News – the stuff news bulletins are made of
The most consequential news of the week was surely the announcement that the human genome project has finally cracked the genetic code that makes us who we are. Mercifully, it was the publicly funded project, rather than the competing private consortium that got there first. That the code is used for the good of all, and not merely as a profit making device is something that we will be keeping a close eye on.
George Speight’s madness continues in Fiji. This week he decided to take a number of journalists hostage for a few hours, while just yesterday his supporters instigated a gun fight with the army. In other developments, the army has put an all Fijian civilian administration in place in spite of Speight’s refusal to acknowledge it, while an army unit mutinied yesterday.

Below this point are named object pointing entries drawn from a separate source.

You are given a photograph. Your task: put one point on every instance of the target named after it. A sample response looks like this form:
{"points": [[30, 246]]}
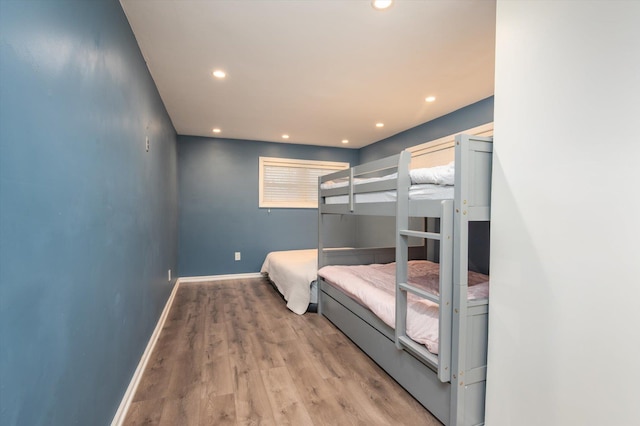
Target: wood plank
{"points": [[252, 401], [184, 410], [144, 413], [231, 353], [219, 410], [287, 406]]}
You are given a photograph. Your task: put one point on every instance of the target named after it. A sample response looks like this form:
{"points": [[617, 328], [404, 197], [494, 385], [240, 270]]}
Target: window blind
{"points": [[292, 183]]}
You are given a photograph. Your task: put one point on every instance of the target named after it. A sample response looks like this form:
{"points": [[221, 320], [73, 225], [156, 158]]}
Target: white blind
{"points": [[291, 183]]}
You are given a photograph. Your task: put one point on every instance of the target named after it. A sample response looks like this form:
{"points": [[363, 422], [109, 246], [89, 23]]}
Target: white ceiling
{"points": [[318, 70]]}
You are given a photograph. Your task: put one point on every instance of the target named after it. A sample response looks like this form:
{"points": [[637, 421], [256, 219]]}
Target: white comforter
{"points": [[438, 175], [292, 272], [373, 286]]}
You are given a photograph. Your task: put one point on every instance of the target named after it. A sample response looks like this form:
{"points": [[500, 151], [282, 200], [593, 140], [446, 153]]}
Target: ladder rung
{"points": [[420, 234], [419, 350], [419, 292]]}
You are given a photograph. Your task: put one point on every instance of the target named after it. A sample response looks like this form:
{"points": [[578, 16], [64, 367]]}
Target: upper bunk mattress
{"points": [[429, 183], [373, 286], [416, 192]]}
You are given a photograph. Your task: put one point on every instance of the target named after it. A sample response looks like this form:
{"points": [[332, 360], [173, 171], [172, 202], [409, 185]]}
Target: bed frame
{"points": [[451, 384]]}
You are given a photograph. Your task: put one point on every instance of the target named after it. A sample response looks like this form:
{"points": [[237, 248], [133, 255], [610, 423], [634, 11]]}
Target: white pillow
{"points": [[439, 175]]}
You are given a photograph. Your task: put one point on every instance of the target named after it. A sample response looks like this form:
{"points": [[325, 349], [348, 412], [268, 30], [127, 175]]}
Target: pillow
{"points": [[439, 175]]}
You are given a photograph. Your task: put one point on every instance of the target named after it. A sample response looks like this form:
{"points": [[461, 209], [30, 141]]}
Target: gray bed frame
{"points": [[451, 384]]}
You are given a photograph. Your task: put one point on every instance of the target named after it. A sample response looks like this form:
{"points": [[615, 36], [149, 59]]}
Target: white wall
{"points": [[564, 333]]}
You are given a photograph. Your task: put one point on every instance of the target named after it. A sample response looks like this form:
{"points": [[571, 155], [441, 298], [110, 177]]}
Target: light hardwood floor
{"points": [[231, 353]]}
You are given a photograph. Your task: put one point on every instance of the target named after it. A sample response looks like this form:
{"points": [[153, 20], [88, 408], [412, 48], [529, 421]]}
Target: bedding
{"points": [[416, 192], [429, 183], [438, 175], [373, 286], [294, 273]]}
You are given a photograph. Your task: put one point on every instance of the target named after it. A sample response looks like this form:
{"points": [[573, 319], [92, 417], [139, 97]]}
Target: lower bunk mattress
{"points": [[373, 286]]}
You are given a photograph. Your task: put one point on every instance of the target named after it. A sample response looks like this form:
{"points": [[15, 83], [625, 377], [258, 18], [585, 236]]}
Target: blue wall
{"points": [[465, 118], [88, 219], [219, 214]]}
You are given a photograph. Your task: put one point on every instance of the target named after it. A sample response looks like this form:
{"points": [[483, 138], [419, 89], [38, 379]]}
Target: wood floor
{"points": [[231, 353]]}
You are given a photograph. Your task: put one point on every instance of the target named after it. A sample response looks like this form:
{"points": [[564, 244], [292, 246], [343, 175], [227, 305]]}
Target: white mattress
{"points": [[430, 183], [373, 286], [294, 273], [416, 192]]}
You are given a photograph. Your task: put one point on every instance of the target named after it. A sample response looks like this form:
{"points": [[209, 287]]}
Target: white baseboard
{"points": [[121, 414], [220, 277]]}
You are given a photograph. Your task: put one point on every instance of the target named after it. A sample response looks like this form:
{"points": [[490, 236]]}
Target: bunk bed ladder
{"points": [[463, 376], [442, 361]]}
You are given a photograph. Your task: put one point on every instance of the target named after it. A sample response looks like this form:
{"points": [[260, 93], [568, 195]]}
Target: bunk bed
{"points": [[293, 274], [449, 381]]}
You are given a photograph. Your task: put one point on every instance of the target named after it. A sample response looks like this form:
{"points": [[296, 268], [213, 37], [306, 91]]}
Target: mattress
{"points": [[373, 286], [429, 183], [294, 273], [416, 192]]}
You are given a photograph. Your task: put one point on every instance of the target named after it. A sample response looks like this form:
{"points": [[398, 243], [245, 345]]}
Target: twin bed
{"points": [[425, 323], [293, 273]]}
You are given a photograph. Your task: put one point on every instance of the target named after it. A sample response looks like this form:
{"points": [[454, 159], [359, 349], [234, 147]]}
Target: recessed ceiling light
{"points": [[381, 4]]}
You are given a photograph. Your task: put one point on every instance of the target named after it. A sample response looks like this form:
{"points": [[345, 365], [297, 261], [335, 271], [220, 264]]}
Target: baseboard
{"points": [[121, 414], [220, 277]]}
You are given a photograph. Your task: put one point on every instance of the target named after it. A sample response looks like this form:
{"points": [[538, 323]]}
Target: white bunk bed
{"points": [[451, 382]]}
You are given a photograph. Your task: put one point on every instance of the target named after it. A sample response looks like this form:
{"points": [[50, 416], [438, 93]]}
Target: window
{"points": [[289, 183]]}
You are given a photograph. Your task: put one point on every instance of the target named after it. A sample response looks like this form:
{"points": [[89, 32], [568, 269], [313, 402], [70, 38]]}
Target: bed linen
{"points": [[294, 273], [373, 286], [429, 183], [416, 192]]}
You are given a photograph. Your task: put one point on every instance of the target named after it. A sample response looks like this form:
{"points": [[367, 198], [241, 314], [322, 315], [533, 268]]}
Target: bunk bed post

Business confidence surveys continue to be produced at an alarming rate. Future Lefts is just waiting for the next survey to include the ‘business confidence surveying industry’ as a sector all of it’s own, we imagine that they, if no one else must be feeling quite good about themselves as they seem to be producing the bloody things on an hourly basis. The surveys themselves are inconclusive, mostly showing that businesses are really feeling quite good about their own prospects, but not so good about general conditions. Righto then.

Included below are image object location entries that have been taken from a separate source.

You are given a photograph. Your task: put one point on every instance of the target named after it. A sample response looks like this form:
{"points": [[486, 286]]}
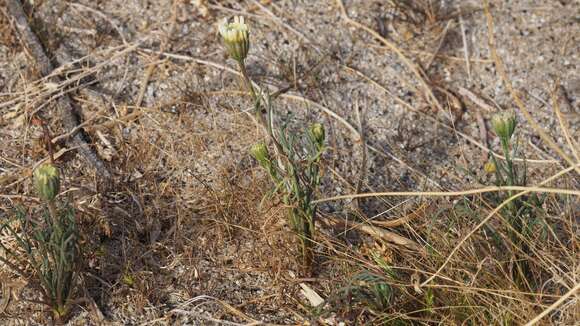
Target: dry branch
{"points": [[66, 107]]}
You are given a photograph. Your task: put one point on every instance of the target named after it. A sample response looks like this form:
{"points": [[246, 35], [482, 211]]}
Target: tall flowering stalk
{"points": [[295, 166]]}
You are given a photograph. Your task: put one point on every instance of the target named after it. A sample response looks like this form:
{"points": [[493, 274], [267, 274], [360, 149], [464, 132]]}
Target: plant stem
{"points": [[247, 80], [53, 212]]}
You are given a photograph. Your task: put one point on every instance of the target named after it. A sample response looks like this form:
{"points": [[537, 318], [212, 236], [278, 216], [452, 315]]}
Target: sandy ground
{"points": [[181, 237]]}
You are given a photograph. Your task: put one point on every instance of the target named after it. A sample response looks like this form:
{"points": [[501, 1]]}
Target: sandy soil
{"points": [[180, 237]]}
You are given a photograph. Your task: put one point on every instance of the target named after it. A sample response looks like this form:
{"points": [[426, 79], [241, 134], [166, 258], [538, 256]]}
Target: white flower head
{"points": [[236, 36]]}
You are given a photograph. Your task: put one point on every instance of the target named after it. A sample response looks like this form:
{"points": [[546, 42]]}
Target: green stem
{"points": [[247, 80], [53, 213]]}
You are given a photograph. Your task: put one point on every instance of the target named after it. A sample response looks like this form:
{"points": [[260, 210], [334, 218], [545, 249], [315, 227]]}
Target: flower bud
{"points": [[260, 152], [489, 167], [504, 124], [317, 133], [236, 37], [47, 181]]}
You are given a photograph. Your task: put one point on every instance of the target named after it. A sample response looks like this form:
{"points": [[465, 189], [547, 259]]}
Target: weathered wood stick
{"points": [[66, 107]]}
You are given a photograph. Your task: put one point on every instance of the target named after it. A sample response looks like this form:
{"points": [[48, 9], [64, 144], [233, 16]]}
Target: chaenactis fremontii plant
{"points": [[521, 212], [46, 250], [294, 164]]}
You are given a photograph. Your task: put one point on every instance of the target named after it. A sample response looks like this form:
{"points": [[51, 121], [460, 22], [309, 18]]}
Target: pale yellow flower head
{"points": [[47, 181], [236, 36], [504, 124]]}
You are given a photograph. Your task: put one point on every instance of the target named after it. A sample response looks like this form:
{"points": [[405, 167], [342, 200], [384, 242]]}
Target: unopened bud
{"points": [[47, 181], [318, 134], [504, 124], [260, 152]]}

A new scandal has broken within the national breast-screening programme. This time, the project’s trial run in Otago is under scrutiny. It would seem that, as in Gisborne, large numbers of results have been misdiagnosed. An enquiry is under way.
Web site of the Week: http://www.labor.net.au/
LaborNet Australia is a focal point for trade union activity on the Internet. It provides access to trade unions and the services they offer, as well as running a news service, publicising campaigns and many other things. It also provides a diary of events. Compared to New Zealand’s CTU web site, it is clearly ahead. CTU is making some moves towards a similar format, but has a way to go. The Internet provides unions and other community organisations with a low-cost means of spreading their message – and LaborNet does this well.